Training data for the classification stage Examples used in the training data for pre-screening are used again for training in the classification stage, but with a different set of features extracted via S-HOG. For each training data sample, the previously described segmentation algorithm estimates the boundary of the glomerulus. Based on the estimated boundary, the statistics of oriented gradients are computed to obtain S-HOG feature vectors. This procedure is done for both positive and negative examples, even though negative examples do not contain a glomerulus.
Materials
The images used in the present study had been generated in a previous study [10], and only an overview is given in this subsection.
Twenty male 6-week-old SD and SDT rats were purchased from CLEA, Inc. (Tokyo, Japan) and were housed with a 12-h light-dark cycle and free access to water and chow.

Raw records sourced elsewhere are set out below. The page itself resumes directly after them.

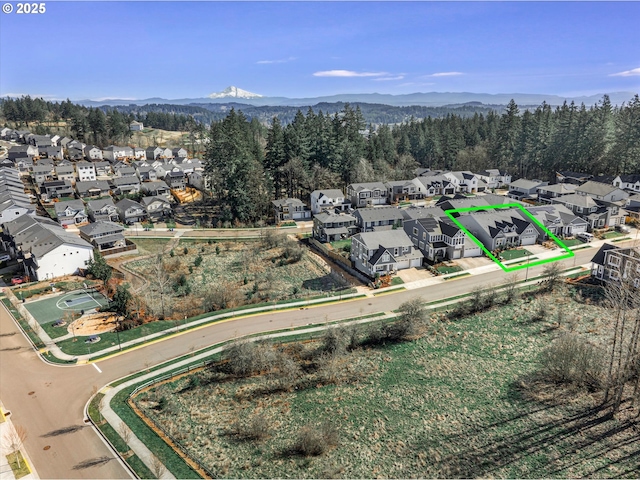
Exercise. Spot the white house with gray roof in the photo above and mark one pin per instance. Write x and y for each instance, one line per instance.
(524, 189)
(378, 218)
(499, 229)
(367, 194)
(103, 235)
(329, 199)
(103, 210)
(602, 191)
(47, 251)
(384, 252)
(329, 226)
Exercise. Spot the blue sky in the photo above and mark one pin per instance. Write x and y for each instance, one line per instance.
(305, 49)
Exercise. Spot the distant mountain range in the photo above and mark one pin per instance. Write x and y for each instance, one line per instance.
(432, 99)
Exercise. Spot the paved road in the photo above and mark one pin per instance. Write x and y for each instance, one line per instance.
(60, 393)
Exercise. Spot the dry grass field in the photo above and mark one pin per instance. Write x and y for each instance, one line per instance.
(459, 400)
(205, 275)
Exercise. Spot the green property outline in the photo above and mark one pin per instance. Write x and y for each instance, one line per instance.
(569, 253)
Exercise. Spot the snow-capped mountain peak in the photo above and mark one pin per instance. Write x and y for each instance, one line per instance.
(234, 92)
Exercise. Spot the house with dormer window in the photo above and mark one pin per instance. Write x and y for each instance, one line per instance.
(380, 253)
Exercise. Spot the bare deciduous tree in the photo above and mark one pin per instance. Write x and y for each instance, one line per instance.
(13, 440)
(125, 432)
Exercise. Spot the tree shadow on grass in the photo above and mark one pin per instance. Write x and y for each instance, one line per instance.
(92, 462)
(63, 431)
(541, 440)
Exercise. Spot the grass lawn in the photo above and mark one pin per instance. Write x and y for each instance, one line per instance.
(455, 402)
(446, 269)
(514, 253)
(18, 471)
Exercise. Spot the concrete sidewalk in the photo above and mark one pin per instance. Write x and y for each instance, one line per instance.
(6, 425)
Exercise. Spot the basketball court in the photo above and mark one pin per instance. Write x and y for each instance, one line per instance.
(54, 308)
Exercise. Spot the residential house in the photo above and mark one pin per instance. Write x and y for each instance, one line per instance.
(290, 209)
(113, 153)
(103, 168)
(156, 188)
(465, 182)
(615, 264)
(385, 252)
(56, 189)
(547, 193)
(330, 199)
(130, 211)
(431, 185)
(179, 153)
(122, 169)
(51, 152)
(75, 154)
(156, 207)
(497, 229)
(557, 219)
(329, 226)
(40, 140)
(86, 171)
(12, 206)
(154, 152)
(92, 153)
(436, 236)
(574, 178)
(146, 173)
(45, 249)
(22, 151)
(630, 183)
(140, 153)
(403, 190)
(103, 235)
(602, 191)
(632, 206)
(200, 180)
(71, 212)
(65, 172)
(367, 194)
(176, 179)
(599, 213)
(103, 210)
(126, 185)
(42, 173)
(494, 178)
(378, 218)
(524, 189)
(97, 188)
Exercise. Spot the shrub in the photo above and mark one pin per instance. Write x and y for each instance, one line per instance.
(249, 358)
(571, 360)
(312, 441)
(257, 428)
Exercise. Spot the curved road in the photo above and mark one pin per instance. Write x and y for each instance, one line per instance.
(49, 400)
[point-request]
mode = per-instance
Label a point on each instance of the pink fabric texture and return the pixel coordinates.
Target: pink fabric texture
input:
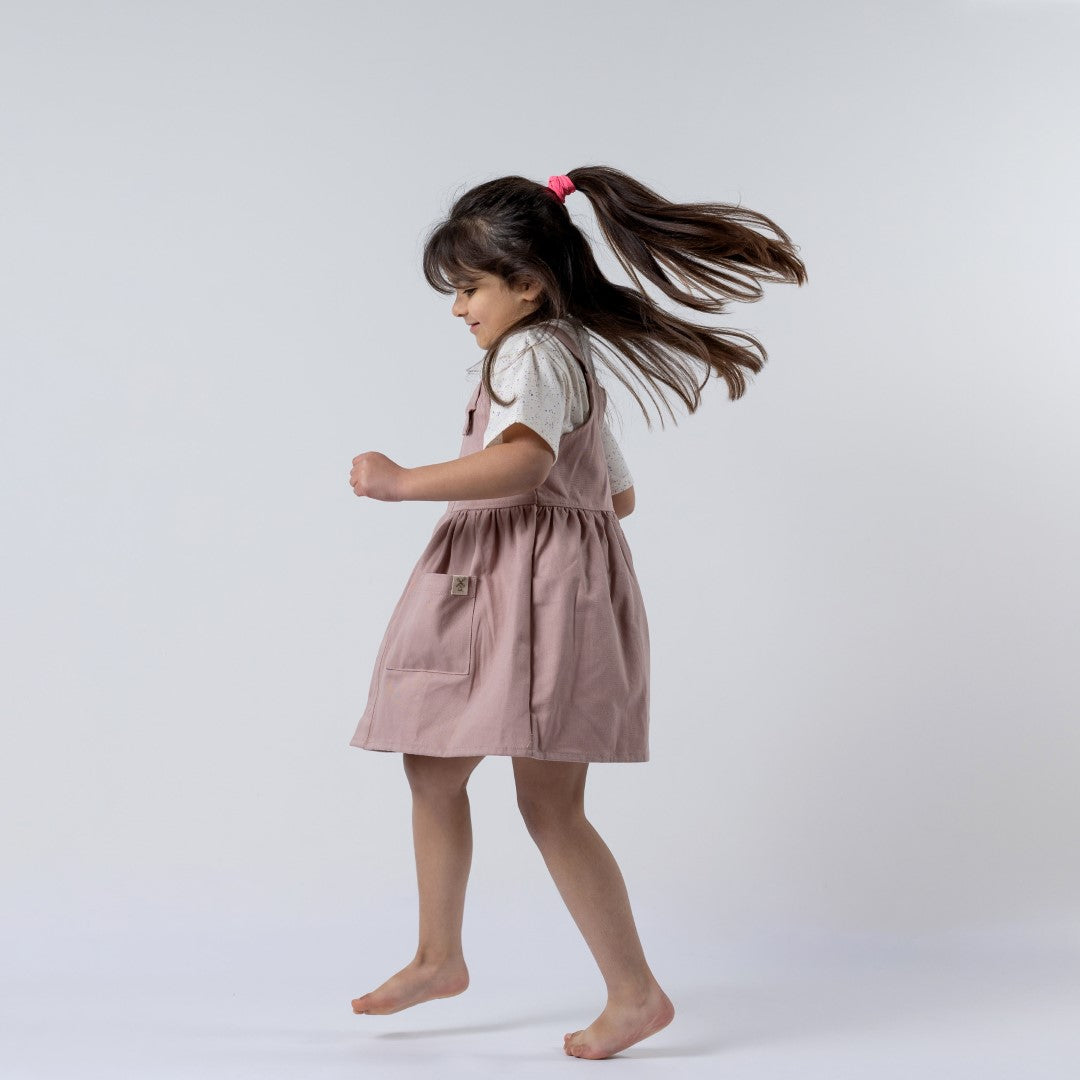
(562, 186)
(522, 630)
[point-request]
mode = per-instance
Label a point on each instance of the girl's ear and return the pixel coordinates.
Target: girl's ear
(529, 289)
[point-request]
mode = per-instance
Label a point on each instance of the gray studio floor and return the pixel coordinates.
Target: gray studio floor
(202, 1000)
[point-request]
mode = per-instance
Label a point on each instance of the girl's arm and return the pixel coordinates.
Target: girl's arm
(623, 501)
(518, 463)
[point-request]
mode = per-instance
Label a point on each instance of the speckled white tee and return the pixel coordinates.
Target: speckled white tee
(550, 394)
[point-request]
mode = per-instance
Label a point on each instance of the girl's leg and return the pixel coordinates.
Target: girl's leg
(551, 798)
(442, 838)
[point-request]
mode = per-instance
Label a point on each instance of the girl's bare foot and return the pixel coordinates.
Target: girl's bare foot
(419, 981)
(620, 1026)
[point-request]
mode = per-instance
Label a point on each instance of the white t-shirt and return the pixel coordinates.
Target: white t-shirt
(550, 394)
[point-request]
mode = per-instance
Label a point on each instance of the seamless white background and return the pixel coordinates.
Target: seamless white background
(861, 578)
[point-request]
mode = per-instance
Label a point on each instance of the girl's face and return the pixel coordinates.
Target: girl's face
(488, 305)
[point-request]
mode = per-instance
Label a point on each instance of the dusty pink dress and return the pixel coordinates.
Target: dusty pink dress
(521, 631)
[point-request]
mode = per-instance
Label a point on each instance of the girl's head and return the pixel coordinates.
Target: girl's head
(512, 256)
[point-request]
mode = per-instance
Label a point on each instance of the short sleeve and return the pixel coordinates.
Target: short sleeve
(618, 471)
(538, 386)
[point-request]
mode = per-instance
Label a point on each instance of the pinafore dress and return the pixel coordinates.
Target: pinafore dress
(522, 629)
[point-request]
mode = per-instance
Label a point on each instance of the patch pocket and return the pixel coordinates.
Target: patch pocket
(433, 630)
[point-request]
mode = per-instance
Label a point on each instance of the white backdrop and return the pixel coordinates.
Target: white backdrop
(861, 578)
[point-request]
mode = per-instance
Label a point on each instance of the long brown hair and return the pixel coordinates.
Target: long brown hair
(518, 229)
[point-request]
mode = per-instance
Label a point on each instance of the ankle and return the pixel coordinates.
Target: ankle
(439, 958)
(633, 994)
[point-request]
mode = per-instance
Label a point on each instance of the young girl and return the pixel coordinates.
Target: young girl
(522, 632)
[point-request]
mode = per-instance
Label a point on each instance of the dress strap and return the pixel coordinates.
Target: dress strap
(472, 407)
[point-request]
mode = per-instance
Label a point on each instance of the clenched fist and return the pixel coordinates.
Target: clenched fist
(375, 475)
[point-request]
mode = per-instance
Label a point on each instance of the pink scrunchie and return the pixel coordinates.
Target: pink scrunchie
(562, 186)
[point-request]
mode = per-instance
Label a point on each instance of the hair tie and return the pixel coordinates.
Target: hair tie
(562, 186)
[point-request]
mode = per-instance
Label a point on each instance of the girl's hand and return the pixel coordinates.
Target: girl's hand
(375, 475)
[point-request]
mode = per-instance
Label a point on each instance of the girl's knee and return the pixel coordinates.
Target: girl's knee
(437, 775)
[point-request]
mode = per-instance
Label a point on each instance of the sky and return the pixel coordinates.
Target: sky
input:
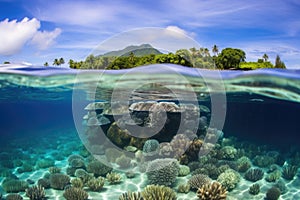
(38, 31)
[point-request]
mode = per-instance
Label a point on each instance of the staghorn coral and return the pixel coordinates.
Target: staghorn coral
(289, 172)
(113, 178)
(229, 179)
(198, 180)
(98, 168)
(254, 174)
(14, 185)
(131, 196)
(213, 191)
(254, 189)
(96, 184)
(273, 193)
(162, 171)
(72, 193)
(36, 193)
(156, 192)
(13, 197)
(59, 181)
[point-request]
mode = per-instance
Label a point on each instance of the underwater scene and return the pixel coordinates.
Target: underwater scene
(157, 132)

At 16 or 24 weeks of age, SD and SDT rats (The number of rats is five for each group) were euthanized under ether anesthesia. Their kidneys were removed and immediately fixed in 10 % neutralized buffered formalin. The formalin-fixed kidneys were embedded in paraffin. For immunohistochemistry, kidney paraffin sections were deparaffinized and incubated overnight at 4 °C with anti-desmin mouse monoclonal antibody (Dako, Glostrup, Denmark) followed by horseradish peroxidase-conjugated secondary antibody (anti-mouse immunoglobulin goat polyclonal antibody; Nichirei, Tokyo, Japan). The sections were stained brown with 3,3’-diaminobenzidine. Whole slide images of the sections were obtained with Aperio Scan Scope XT (Leica Microsystems, Wetzlar, Germany). All animal experiments were performed in accordance with the Act on Welfare and Management of Animals and the institutional guidelines, and approved by the institutional Committee of Animal Experiments of New Drug Development Research Center Inc. (Hokkaido, Japan).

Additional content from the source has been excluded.